Klira Semiacoustic
Hier möcht ich nun meine Klira Semiacousic vorstellen. Ich habe sie 1966 zu Weihnachten bekommen. Sie war über Jahre meine Hauptgitarre, einfach aus dem Grund: ich hatte nichts Anderes!
Es ist eine ES 335 Kopie, aber ohne Sustainblock und mit geschraubtem Hals. Die Saitenlage war jenseits von Gut und Böse, und die Pickups pfiffen, das einem die Ohren in Scheiben abfielen (sie wurde damals über einen Echolette M 40, ein dazugehörendes Bandecho und eine 2x 12 Box gespielt).
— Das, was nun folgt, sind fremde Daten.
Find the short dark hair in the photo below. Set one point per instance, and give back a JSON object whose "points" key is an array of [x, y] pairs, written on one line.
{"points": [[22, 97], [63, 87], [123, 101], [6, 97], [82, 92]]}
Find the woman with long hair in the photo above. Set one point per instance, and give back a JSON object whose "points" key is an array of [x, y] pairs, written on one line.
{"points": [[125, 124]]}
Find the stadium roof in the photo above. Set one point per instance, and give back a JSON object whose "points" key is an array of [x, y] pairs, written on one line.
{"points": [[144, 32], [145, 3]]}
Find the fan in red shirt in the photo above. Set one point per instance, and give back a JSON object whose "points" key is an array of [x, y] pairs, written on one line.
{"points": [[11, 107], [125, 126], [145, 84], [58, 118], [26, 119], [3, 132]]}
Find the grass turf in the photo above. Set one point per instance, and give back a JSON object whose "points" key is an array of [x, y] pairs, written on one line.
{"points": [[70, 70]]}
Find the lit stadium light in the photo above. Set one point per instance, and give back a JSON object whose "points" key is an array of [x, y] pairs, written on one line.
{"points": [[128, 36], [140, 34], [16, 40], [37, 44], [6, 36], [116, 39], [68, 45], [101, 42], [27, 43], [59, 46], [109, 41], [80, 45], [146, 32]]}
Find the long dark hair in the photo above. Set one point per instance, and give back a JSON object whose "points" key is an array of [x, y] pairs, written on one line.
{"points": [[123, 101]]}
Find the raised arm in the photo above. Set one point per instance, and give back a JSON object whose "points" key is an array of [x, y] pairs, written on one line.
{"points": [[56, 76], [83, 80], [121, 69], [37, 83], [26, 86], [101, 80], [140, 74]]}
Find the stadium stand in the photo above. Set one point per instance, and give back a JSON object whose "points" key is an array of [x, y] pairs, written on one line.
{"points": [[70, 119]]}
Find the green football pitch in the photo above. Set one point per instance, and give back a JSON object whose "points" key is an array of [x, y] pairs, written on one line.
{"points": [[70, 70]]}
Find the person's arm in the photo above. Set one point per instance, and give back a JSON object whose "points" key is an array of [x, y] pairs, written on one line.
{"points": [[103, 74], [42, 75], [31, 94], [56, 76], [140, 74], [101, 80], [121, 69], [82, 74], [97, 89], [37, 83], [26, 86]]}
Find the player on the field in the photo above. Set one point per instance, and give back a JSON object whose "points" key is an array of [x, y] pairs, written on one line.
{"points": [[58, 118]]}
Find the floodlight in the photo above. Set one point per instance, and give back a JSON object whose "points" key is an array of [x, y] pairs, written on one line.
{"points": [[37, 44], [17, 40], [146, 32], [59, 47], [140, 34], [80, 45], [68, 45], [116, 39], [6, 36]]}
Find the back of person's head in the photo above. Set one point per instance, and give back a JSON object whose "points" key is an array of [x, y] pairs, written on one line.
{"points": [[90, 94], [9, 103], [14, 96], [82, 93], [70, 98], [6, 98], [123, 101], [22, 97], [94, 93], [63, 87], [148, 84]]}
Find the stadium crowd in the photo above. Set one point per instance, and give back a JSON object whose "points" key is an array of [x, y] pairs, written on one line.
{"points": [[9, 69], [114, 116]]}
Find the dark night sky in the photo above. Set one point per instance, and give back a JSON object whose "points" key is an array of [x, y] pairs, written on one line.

Damit sie einigermaßen spielbar wurde, habe ich in den ersten Jahren viel daran herumgebastelt. Als erstes wurde der Hals
mit einem Mahagonikeil unterlegt. Den hab ich mit viel Mühe und Eifer in einer Schreinerei in der Nachbarschaft (unter
Anleitung des Schreiners, ich hatte ja keine Ahnung von der Materie)angefertigt. In Verbindung mit einem neuen Oberteil
für den Steg (das alte war gerissen), ließ sich dann die Saitenlage so einstellen, das die Gitarre spielbar wurde.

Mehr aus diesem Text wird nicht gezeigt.